Monday, January 24, 2022

'THE FOUNTAINHEAD'.....AYN RAND'S EDIFICE WRECKS......


 The Fountainhead (1949)     Throughout the years, we've encountered any number of movies undeservedly described as "one of a kind"......

              Here's one, that beyond a reasonable doubt, richly earns that categorization......

              Whatever's left of our mind boggles at the thought of explaining the beliefs of the novelist, philosopher and would-be screenwriter Ayn Rand......(or as their popularly known, "objectivism").

               Something along the lines of  'the individual's freedom and ideas outweigh any mass group working together for what's collectively known as The Greater Good'......in other words....every man for himself,...... live free or die hard and the with hell whatever the go-along get-along crowd thinks. Individual reason is everything and mass movements, like organized religion, communism, socialism and other authoritarian dogma are just opiates for the masses.......

               Well.....more or less. We think....maybe.

               In an unheard move for Warner Brothers (or Hollywood itself, for that matter), Rand, whose woeful attempts at movie scripts never saw the light of a projector, adapted her own bestselling novel for the screen.  

                "The Fountainhead", a long, verbose espousal of  Rand's Objectivism thinly disguised as a novel, centered around Howard Roarke, a brilliant, uncompromising architect.  Roarke, whose ultra-modern designs mimic those of Frank Lloyd Wright ,supposedly outrages the powers-that-be and general public with his stubborn individualism, creativity and his refusal to bend to mass opinion. 

              (The  producers reached out to Wright to design the Roarke buildings shown in the film but balked at the legendary architect's $250,000 fee.....)

                 And in case you didn't get the ideas in play here, Rand's screenplay unaltered and untampered with, turns all of the film's  dialogue into her precise, instructive  philosophic rants on objectivism.

                If this sounds like a somewhat bizarre technique for 1949 Hollywood studio product, you've got to see it in action to believe it.

                 Though set in New York City, the film sounds like it's taking place on another planet, where the inhabitants  address each other only in stilted, grammatically correct platitudes......(much like outer space aliens in cheesy 1950's science fiction movies). So there's nothing in the film that sounds even close to normal human speech. )

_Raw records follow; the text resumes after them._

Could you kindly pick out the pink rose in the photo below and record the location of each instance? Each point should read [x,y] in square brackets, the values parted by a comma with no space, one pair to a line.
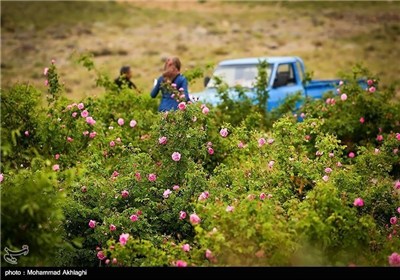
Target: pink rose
[92,134]
[194,219]
[182,215]
[182,106]
[162,140]
[271,164]
[124,193]
[84,114]
[167,193]
[101,255]
[180,263]
[261,142]
[358,202]
[123,238]
[92,223]
[152,177]
[90,121]
[203,196]
[186,247]
[223,132]
[394,259]
[328,170]
[132,123]
[209,254]
[176,156]
[133,218]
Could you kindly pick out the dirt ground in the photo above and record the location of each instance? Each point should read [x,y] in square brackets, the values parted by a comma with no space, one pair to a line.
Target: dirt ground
[330,37]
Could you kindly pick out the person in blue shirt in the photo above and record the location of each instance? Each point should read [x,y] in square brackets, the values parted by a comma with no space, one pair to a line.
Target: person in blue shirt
[173,86]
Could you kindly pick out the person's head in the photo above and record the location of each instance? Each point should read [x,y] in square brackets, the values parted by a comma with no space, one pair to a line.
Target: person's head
[173,62]
[126,71]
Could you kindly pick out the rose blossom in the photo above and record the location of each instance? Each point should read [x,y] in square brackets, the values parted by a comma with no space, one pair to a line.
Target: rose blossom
[92,223]
[223,132]
[182,215]
[194,219]
[152,177]
[358,202]
[261,142]
[167,193]
[180,263]
[84,114]
[182,106]
[186,247]
[133,218]
[124,193]
[162,140]
[176,156]
[123,238]
[101,255]
[394,259]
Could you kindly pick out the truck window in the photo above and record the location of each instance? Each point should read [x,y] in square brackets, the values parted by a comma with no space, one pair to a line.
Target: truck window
[300,71]
[233,75]
[284,75]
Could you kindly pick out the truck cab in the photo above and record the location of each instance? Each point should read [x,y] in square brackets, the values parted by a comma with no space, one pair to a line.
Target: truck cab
[285,77]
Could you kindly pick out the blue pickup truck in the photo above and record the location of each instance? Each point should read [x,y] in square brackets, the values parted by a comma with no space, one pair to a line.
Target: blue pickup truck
[286,76]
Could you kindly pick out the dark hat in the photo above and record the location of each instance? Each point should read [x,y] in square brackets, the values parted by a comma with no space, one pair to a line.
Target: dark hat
[124,70]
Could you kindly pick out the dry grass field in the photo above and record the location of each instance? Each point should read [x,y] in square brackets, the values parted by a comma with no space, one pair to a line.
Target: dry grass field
[331,37]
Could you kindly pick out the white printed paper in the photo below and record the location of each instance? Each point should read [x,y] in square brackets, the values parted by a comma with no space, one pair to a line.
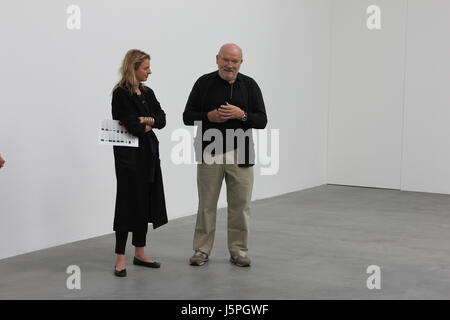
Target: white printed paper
[113,134]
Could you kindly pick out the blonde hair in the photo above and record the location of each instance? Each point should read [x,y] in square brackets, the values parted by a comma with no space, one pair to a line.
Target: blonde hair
[130,64]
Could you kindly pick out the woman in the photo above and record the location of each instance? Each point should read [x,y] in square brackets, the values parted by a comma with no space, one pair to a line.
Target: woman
[140,193]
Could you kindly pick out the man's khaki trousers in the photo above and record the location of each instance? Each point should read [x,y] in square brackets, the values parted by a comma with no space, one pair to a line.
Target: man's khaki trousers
[239,184]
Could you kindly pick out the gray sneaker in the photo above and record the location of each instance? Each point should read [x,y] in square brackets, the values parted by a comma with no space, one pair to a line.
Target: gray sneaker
[240,261]
[198,259]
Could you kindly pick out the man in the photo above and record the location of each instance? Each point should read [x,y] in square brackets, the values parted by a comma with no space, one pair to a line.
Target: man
[2,162]
[221,101]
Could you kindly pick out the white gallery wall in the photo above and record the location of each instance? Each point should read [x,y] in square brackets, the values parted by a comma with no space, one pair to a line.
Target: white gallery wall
[390,96]
[426,152]
[366,94]
[58,184]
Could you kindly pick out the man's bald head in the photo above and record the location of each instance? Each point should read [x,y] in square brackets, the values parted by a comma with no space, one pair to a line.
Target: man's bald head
[229,60]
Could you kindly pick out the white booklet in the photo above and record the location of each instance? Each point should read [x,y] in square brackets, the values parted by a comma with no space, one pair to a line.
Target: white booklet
[113,134]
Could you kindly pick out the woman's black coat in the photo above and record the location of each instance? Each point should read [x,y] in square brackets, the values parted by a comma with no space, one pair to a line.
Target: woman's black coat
[140,191]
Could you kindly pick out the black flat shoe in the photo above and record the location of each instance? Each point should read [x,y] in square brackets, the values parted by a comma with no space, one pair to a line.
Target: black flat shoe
[138,262]
[121,273]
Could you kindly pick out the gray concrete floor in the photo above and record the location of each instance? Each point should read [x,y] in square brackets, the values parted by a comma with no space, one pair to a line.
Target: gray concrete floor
[311,244]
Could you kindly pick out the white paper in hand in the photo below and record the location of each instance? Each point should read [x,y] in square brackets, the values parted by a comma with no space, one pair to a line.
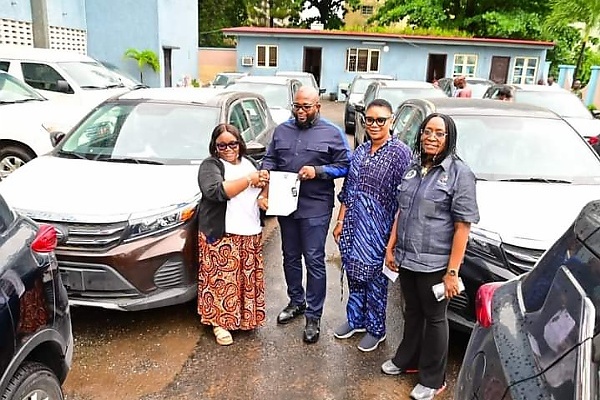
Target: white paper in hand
[284,188]
[392,275]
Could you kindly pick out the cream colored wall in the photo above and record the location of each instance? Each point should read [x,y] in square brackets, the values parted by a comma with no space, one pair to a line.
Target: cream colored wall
[211,61]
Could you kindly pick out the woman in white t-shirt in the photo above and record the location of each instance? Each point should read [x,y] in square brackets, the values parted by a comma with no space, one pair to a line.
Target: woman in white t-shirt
[231,291]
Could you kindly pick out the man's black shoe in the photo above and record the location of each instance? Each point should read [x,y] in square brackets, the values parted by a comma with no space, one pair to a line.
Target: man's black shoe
[290,312]
[312,330]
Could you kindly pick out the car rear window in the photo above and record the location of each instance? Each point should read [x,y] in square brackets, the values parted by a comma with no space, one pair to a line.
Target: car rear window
[6,215]
[580,259]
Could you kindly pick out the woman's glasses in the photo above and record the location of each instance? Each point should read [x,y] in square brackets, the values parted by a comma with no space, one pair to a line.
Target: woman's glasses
[305,107]
[437,134]
[231,145]
[380,121]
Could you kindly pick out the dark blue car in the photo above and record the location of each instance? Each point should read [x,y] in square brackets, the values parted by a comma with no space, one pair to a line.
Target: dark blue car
[36,343]
[537,335]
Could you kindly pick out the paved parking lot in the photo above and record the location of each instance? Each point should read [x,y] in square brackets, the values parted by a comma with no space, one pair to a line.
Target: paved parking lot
[168,354]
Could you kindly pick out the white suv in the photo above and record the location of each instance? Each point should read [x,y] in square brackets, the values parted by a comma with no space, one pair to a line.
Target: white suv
[61,74]
[27,122]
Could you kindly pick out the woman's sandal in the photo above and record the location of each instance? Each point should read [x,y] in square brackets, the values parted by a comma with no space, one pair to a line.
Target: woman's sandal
[223,336]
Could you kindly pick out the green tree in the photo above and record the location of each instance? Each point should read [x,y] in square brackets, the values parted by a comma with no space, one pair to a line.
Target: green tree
[331,12]
[586,13]
[144,58]
[214,15]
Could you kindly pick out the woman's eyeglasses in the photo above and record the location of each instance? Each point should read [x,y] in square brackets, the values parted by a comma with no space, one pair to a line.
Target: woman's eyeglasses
[380,121]
[231,145]
[305,107]
[437,134]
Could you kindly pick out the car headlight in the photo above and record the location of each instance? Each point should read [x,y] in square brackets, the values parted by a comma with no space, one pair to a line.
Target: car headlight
[145,225]
[485,244]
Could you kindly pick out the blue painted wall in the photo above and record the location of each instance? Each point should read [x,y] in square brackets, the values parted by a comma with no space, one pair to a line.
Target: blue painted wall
[113,26]
[403,60]
[117,25]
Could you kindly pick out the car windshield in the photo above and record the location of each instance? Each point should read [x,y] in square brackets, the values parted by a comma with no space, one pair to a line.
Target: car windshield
[563,103]
[360,85]
[275,95]
[221,80]
[91,75]
[397,95]
[523,148]
[478,88]
[13,90]
[161,132]
[127,79]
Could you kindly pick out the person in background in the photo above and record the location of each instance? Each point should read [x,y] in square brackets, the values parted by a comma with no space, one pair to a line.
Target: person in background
[504,94]
[364,222]
[318,151]
[576,89]
[437,206]
[231,293]
[462,90]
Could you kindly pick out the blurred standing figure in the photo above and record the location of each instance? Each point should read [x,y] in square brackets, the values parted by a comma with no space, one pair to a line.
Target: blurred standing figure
[505,94]
[231,293]
[576,89]
[462,90]
[368,206]
[318,151]
[436,207]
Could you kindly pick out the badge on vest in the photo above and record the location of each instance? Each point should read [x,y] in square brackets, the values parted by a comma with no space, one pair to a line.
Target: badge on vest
[411,174]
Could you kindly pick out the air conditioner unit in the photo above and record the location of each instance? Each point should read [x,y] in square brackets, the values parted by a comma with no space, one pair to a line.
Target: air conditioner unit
[247,61]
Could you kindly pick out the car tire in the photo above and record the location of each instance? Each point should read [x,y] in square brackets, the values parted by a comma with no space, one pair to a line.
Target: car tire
[33,380]
[13,157]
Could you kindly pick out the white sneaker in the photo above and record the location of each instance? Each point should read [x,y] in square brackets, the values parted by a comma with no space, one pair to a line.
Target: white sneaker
[421,392]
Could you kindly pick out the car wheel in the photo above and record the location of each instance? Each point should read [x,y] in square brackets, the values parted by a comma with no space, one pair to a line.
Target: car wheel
[11,158]
[33,381]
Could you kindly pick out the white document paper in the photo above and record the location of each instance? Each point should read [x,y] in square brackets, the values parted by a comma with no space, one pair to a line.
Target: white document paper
[392,275]
[284,188]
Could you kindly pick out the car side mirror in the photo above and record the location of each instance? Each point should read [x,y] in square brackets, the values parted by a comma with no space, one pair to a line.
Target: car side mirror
[56,137]
[62,86]
[596,349]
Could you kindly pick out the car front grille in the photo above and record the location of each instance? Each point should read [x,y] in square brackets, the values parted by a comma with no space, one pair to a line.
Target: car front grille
[84,236]
[521,258]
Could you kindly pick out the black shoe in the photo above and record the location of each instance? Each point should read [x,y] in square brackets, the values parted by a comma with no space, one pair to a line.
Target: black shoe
[312,330]
[290,312]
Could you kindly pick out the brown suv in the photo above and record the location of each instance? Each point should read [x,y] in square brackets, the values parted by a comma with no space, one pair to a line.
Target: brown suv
[124,192]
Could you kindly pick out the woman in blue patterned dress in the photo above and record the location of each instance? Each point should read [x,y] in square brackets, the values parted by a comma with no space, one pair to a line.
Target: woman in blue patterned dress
[368,206]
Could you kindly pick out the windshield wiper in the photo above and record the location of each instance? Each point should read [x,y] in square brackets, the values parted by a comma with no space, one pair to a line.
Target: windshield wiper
[132,160]
[70,154]
[543,180]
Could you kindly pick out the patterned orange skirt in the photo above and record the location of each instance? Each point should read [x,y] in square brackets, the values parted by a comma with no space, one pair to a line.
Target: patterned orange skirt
[231,286]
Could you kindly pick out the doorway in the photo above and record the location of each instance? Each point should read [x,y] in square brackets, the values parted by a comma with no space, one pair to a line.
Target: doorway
[312,62]
[436,67]
[499,69]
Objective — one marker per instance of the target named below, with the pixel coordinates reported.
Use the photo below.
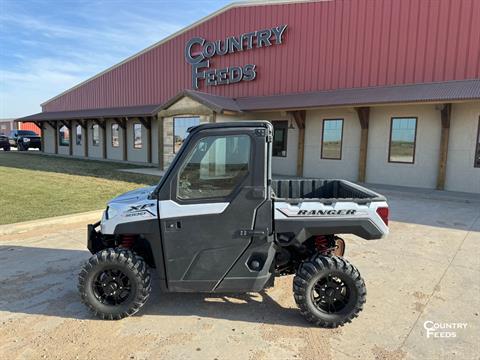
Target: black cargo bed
(321, 190)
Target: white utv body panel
(135, 206)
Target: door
(217, 187)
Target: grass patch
(35, 186)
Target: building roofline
(244, 3)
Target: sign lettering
(199, 51)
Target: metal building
(369, 90)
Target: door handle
(252, 233)
(173, 225)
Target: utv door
(213, 212)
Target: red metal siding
(327, 45)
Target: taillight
(383, 213)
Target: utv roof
(232, 124)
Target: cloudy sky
(47, 47)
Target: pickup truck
(24, 140)
(217, 222)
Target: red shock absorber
(127, 241)
(321, 244)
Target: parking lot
(426, 272)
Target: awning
(119, 112)
(461, 90)
(428, 92)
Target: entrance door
(218, 184)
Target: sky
(47, 47)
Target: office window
(64, 136)
(477, 151)
(279, 146)
(137, 136)
(215, 168)
(180, 127)
(403, 132)
(95, 135)
(332, 138)
(78, 135)
(115, 135)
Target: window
(115, 135)
(477, 151)
(180, 127)
(64, 136)
(215, 167)
(332, 138)
(137, 136)
(78, 135)
(403, 132)
(279, 147)
(95, 135)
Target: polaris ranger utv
(218, 223)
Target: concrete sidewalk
(426, 272)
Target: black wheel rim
(330, 294)
(112, 287)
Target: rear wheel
(329, 291)
(114, 283)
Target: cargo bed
(323, 190)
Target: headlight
(111, 213)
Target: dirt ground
(428, 269)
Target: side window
(180, 127)
(280, 130)
(214, 168)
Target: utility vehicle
(24, 140)
(217, 222)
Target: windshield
(26, 132)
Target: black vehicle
(24, 140)
(4, 143)
(217, 222)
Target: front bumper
(94, 238)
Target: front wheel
(329, 291)
(114, 283)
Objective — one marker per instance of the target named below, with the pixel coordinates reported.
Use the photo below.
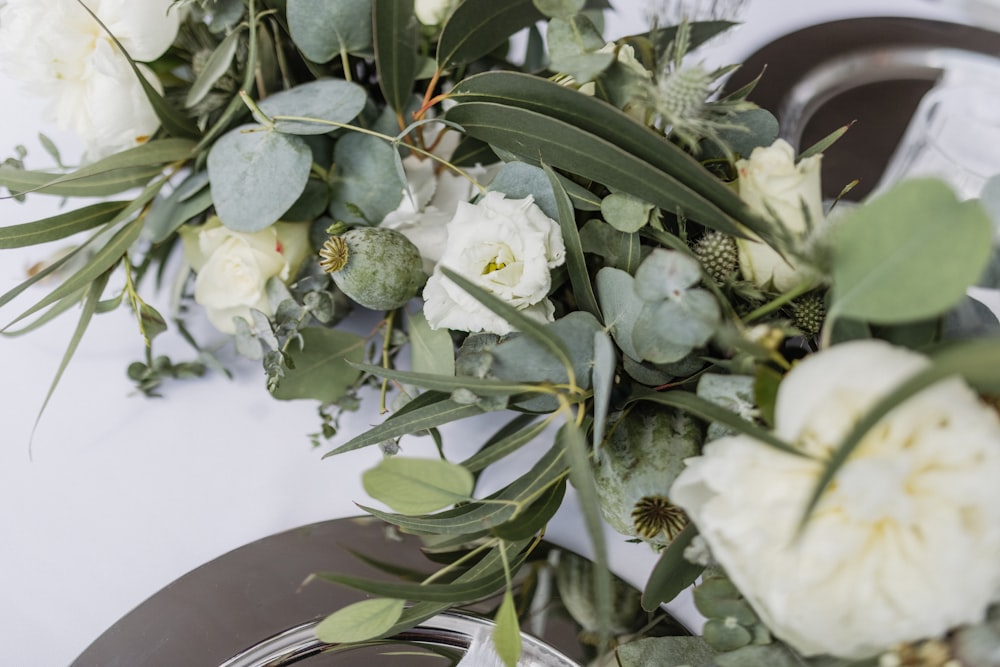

                  Gary Cooper, that monotone, man-of-few-words icon, was Rand's personal choice to play the staunchly iconoclastic Roarke. And Cooper makes a valiant attempt to plow through all of Rand's declarative paragraphs as best he can, as does Patricia Neal as the heiress who adores him.....

                 (We did our best not to groan and snicker at the one and only scene where Rand's relentless speechifying takes a brief rest.......in which Neal falls deliriously in love as the sight of Cooper wielding a power drill, stroking its barrel he rams in into solid rock.......it's as close as this movie comes to being....uh....cinematic....)

                  And by all means, let's hear it for the usually stoic Cooper. In the film's looniest scene, he's put on trial for blowing up a construction site where his designs were altered by lesser architects.  Acting as his own attorney, Cooper, in what must to must have amounted to 30 pages of Rand's impossible dialogue, delivers an endless speech outlining the principles of the author's objectivism to his jury.  (Cooper revealed later that he never really understood any of it......)

                   Lucky for him, the jury's a philosophical bunch, ignoring the judge's instructions to render a verdict strictly based on the actual criminal offense.......which leads to a true Hollywood ending, with Neal ascending to the top of Cooper's latest creation......a phallus-like skyscraper where he's waiting at the very tip.......still rigid and unbowed. 

                   Truly a sight to behold and listen to, "The Fountainhead", as offbeat as it is, deserves at least one viewing by any dedicated movie buff.......and then feel free to argue out its politics with whoever watches it with you and won't stop speaking to you if you disagree with each other 3 stars (***).